In their names… the sword whispered to him. Morghan started, stumbled back even before he realized he was moving. With effort, he loosened his grip on the pale leather of the haft, knuckles white where his fingers were locked tight.
“When I left you in Einthra a year past, I traveled north.” Against the silence, Morghan heard his own voice, uncertain. Across the chamber, Scúrhand turned back, the warrior pale at the fading edge of the dagger’s glow. “I took up a call to arms. Mountain giants of the Ceilamist raiding farmsteads, sweeping down as far as the Thorann wood.”
“Thorann in Thorfin. Those are Arsanc’s lands.”

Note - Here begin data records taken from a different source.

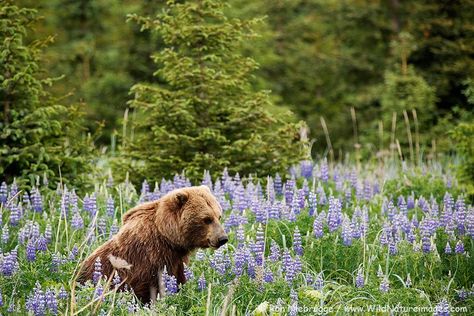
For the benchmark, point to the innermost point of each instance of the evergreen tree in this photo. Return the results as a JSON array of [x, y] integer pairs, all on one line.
[[91, 51], [206, 115], [37, 135]]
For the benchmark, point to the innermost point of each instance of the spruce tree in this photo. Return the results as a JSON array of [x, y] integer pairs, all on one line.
[[205, 116], [37, 135]]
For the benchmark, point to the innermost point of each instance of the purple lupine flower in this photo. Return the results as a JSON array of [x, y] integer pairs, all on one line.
[[355, 228], [171, 285], [37, 201], [48, 233], [110, 208], [288, 191], [426, 244], [384, 236], [26, 200], [306, 167], [324, 171], [286, 260], [36, 301], [447, 249], [410, 202], [462, 294], [319, 282], [322, 199], [297, 245], [77, 222], [113, 228], [380, 272], [5, 234], [274, 210], [301, 199], [145, 190], [309, 278], [15, 214], [3, 193], [41, 243], [384, 285], [292, 215], [251, 264], [470, 222], [97, 274], [460, 214], [277, 183], [408, 281], [99, 290], [116, 279], [259, 211], [73, 253], [334, 213], [51, 301], [313, 203], [346, 232], [200, 255], [360, 278], [290, 273], [268, 276], [239, 261], [101, 226], [442, 308], [459, 249], [367, 191], [31, 250], [318, 225], [202, 283], [392, 247], [274, 251], [13, 189], [293, 309], [297, 265], [62, 295], [55, 262]]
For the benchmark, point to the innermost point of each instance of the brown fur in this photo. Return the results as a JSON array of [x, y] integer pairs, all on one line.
[[158, 234]]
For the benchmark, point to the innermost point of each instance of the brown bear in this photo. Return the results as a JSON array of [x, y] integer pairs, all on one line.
[[160, 234]]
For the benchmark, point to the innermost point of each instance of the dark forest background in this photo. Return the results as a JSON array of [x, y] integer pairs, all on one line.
[[366, 76]]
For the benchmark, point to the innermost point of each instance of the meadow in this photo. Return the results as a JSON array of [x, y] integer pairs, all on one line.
[[382, 237]]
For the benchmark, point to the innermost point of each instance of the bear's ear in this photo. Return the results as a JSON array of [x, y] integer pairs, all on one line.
[[181, 199]]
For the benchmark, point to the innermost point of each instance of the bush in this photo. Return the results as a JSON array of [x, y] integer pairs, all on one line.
[[205, 116]]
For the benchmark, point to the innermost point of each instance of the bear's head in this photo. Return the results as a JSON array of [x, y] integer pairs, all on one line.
[[192, 217]]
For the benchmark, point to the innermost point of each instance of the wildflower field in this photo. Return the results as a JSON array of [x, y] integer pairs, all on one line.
[[323, 240]]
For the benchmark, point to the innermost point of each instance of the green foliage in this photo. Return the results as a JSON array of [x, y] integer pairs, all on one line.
[[205, 116], [91, 50], [38, 136], [324, 57], [463, 136]]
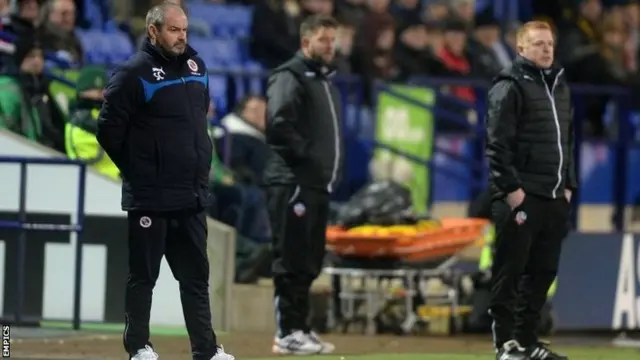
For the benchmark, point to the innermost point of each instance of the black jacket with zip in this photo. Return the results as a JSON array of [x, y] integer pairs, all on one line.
[[530, 136], [303, 126], [153, 125]]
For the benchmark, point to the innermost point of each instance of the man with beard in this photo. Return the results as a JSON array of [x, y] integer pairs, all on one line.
[[153, 125], [304, 166]]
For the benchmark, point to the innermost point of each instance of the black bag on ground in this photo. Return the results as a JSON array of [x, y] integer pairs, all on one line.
[[379, 203]]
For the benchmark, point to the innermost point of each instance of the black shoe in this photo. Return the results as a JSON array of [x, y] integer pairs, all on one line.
[[540, 351], [511, 350]]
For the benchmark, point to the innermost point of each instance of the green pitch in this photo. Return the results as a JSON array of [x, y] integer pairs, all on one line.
[[581, 353]]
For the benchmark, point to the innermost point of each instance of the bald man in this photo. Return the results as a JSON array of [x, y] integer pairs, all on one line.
[[153, 125]]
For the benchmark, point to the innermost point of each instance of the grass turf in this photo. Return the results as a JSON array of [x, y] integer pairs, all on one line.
[[574, 353]]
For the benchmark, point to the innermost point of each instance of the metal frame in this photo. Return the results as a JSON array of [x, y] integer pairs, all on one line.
[[24, 227], [354, 285]]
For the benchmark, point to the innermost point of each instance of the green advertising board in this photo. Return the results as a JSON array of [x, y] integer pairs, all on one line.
[[407, 128]]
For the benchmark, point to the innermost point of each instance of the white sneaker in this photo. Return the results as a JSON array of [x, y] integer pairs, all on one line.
[[145, 354], [327, 347], [221, 355], [296, 343]]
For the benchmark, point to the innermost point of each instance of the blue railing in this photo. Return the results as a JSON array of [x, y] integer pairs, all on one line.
[[24, 226]]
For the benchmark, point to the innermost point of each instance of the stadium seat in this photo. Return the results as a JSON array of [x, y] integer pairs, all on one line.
[[222, 51], [218, 92], [92, 14], [226, 21], [105, 48]]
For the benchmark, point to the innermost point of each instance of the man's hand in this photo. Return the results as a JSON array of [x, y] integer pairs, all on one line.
[[515, 198], [567, 195]]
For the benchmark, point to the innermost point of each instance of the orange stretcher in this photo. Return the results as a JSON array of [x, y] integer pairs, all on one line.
[[449, 236]]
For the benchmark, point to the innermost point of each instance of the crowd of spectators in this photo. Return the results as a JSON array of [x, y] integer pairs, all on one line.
[[396, 40], [386, 40]]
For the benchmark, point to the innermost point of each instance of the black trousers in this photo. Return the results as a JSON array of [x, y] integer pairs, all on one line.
[[525, 263], [182, 238], [298, 222]]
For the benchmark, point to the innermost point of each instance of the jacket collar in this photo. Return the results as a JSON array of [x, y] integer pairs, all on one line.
[[159, 56], [318, 68]]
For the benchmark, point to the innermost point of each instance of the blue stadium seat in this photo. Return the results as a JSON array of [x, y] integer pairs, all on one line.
[[223, 51], [92, 46], [92, 14], [218, 92], [226, 21], [105, 48], [121, 47]]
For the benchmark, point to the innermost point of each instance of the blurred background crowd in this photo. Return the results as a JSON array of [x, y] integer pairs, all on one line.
[[56, 55]]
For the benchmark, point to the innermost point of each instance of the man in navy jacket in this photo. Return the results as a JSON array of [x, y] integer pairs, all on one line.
[[153, 125]]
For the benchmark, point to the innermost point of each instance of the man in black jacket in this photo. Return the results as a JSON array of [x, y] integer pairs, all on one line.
[[531, 156], [153, 125], [304, 166]]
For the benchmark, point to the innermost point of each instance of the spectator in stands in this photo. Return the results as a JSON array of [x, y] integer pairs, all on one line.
[[406, 10], [245, 126], [344, 43], [227, 206], [436, 10], [59, 20], [311, 7], [463, 9], [26, 105], [454, 58], [414, 55], [5, 8], [80, 133], [484, 46], [375, 42], [578, 43], [351, 11], [23, 17], [619, 65], [373, 57], [509, 41], [632, 20], [274, 31]]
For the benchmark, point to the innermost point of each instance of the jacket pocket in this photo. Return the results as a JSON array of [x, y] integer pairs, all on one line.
[[523, 157], [157, 158]]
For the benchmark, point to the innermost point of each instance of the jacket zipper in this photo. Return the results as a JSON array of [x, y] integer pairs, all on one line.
[[195, 139], [336, 137], [550, 94]]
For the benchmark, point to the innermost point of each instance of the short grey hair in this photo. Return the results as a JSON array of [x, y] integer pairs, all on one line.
[[156, 15]]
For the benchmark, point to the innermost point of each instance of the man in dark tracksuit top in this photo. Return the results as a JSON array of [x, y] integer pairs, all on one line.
[[153, 126], [304, 133], [531, 158]]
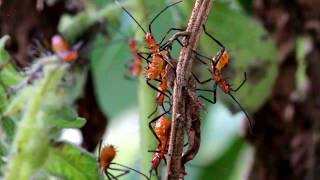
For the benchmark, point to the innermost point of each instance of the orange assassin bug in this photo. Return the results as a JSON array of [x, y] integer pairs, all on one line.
[[161, 131], [159, 57], [217, 63], [105, 158], [61, 48]]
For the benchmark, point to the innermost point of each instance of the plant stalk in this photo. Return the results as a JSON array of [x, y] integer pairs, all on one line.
[[182, 83]]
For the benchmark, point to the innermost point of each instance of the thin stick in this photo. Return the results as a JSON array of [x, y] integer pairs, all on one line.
[[198, 18]]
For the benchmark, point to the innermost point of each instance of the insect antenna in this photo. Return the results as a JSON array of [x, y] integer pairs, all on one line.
[[243, 110], [131, 169], [210, 36], [116, 1], [99, 149], [163, 10]]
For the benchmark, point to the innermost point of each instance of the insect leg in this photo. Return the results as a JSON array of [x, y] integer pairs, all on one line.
[[242, 83], [167, 33], [214, 94], [201, 82]]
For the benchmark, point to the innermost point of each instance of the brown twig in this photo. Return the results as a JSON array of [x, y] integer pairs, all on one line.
[[181, 94]]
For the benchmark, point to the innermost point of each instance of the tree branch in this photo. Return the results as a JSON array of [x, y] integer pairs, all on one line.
[[180, 107]]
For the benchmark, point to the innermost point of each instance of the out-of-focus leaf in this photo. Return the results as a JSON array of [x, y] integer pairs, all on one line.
[[221, 145], [225, 166], [114, 92], [4, 55], [65, 117], [3, 151], [218, 131], [7, 128], [71, 162], [8, 74], [247, 5], [108, 64]]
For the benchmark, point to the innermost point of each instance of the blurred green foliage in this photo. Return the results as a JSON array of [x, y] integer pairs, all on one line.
[[222, 145]]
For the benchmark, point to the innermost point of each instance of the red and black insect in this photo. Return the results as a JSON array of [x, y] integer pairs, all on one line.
[[159, 54], [62, 49], [161, 131], [217, 63], [106, 156], [136, 67]]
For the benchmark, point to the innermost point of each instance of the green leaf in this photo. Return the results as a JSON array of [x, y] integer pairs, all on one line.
[[65, 117], [114, 92], [8, 74], [71, 162], [3, 152], [8, 126]]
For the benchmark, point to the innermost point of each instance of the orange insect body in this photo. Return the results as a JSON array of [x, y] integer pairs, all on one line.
[[163, 87], [224, 60], [155, 67], [154, 47], [59, 44], [107, 154], [136, 68], [162, 130], [61, 47]]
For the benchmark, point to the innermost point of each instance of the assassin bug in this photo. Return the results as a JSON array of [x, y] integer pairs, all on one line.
[[159, 54], [166, 81], [161, 131], [106, 156], [62, 49], [216, 65], [136, 67]]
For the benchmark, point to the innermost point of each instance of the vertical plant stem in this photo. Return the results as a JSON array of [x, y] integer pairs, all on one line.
[[30, 144], [180, 107], [146, 96]]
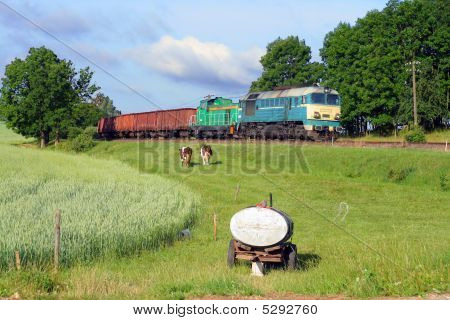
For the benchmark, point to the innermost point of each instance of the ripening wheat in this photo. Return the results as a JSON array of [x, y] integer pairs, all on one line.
[[107, 207]]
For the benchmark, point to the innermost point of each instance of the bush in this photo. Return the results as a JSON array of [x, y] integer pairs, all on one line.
[[415, 135], [73, 132], [91, 131], [82, 142]]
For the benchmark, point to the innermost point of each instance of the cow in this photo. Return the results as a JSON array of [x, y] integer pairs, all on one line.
[[205, 153], [185, 156]]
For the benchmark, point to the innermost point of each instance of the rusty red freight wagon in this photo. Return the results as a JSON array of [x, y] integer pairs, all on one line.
[[164, 123]]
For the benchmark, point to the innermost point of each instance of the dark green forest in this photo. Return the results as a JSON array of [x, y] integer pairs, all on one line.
[[371, 64]]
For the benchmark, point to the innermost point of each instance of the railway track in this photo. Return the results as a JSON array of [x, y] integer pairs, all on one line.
[[440, 146]]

“Those were Arsanc’s lands. He abandoned the frontier two days past midwinter. Didn’t want to commit the resources necessary to defend it. Homesteaders, farmers. I told myself I could save them.”
In the mountains of Jharlaash, in the blackness beneath Myrnan, Morghan had learned the name of the night. But rather than quelling the warrior’s fear, that name had scarred him. Cut him through flesh, bone, and spirit. Filled his dreams with the faces of those who followed him and were gone now.
Scúrhand was silent a while. “The girl. Thiri.”
“She bears the slave mark. One of those given up, cleared from the mountains. Marked for sale to Jharlaash along with me. Arsanc must have found some worth in her. Bought her back.”